そういった「模型雑誌の模型付録ラッシュの時代」を背景に、このMSハンガーの解説をしてみたい。
このMSハンガーは、『機動戦士ガンダム』劇中で何度か、ホワイトベースのモビル・スーツデッキの描写で登場していて、ガンダムやガンキャノンのメンテナンスハンガー、固定用ベッドとして登場していたサポートメカである。
特に、完全新作画で彩られた、劇場用映画『機動戦士ガンダムⅢ めぐりあい宇宙編』(1982年)冒頭での、ガンダムと2機のガンキャノン発進シークエンスでは、印象的に登場機能されていたので、今回の『機動戦士ガンダムを読む!』連載での再現画像でも、ぜひ『めぐりあい宇宙編』再現冒頭では欲しかったアイテムなのだ。

後部にはシリンダーがあり、ダミーではなく実際にハンガーの角度をここで変えることが出来る
なるほど、確かにこのMSハンガーは「あると嬉しいアイテム」であるが、単品で売り出して需要があるほどとも思えず(もっとも、いまやガンプラ最大の競合商品となった、同社のROBOT魂では、2017年になって、カタパルトデッキと共に商品化されたが)、何か他のガンプラのオマケでセット売りするにしても、前回のザク地上戦セットのように「巻き込み事故」を起こしそうなアイテム。
このMSハンガーは、パーツ数も10数個と適度で、雑誌の付録としては的確なチョイスである。

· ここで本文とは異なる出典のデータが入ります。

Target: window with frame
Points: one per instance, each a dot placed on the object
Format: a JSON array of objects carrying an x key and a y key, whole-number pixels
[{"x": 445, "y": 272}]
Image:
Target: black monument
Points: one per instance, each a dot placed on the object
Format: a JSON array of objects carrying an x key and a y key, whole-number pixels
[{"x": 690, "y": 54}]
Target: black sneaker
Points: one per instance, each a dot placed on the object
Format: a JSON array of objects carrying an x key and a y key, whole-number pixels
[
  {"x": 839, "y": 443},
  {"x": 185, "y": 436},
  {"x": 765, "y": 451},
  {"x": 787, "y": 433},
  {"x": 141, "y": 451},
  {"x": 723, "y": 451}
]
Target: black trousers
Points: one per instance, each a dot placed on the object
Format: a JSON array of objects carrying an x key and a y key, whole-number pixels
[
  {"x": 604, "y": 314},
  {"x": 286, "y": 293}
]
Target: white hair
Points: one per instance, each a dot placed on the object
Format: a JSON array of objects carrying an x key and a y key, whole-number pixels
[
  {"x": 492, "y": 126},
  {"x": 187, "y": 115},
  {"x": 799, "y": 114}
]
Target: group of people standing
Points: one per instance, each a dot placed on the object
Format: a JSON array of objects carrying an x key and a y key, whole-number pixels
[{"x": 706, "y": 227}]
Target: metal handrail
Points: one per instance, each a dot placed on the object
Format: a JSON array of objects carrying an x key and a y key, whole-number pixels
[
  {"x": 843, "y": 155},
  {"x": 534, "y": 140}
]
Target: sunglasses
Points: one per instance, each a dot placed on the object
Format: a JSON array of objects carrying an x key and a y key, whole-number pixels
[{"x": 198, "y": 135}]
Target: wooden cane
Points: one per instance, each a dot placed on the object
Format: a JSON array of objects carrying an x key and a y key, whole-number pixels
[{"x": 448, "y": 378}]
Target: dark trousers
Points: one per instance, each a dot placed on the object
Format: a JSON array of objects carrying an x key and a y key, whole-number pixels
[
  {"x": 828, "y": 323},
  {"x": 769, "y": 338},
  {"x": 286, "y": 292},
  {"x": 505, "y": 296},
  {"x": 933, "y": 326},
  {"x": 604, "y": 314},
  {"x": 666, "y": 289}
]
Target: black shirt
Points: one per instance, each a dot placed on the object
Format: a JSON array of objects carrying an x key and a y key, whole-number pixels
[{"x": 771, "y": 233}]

横から見たシリンダー2セット。左が最大に寝かせた状態であるが、最大までシリンダーを可動させても、あまり劇的な角度の変化は望めない。
一応ギミックとしては、後方から支えるシリンダーと連動して、ハンガーのベッド部分が後ろへ向かって角度をつけられるように出来ており、1/144のガンダムやガンキャノンを飾るときのベースとしては、ツボを押さえたバリューになるとも言えるだろう。

単品として見た時のMSハンガーは、やはり雑誌付録に相応しい
今回は、これを2つ揃えて、ホワイトベース内部のMSデッキを再現するのに役立ててみた。
雰囲気だけでも伝われば幸いである。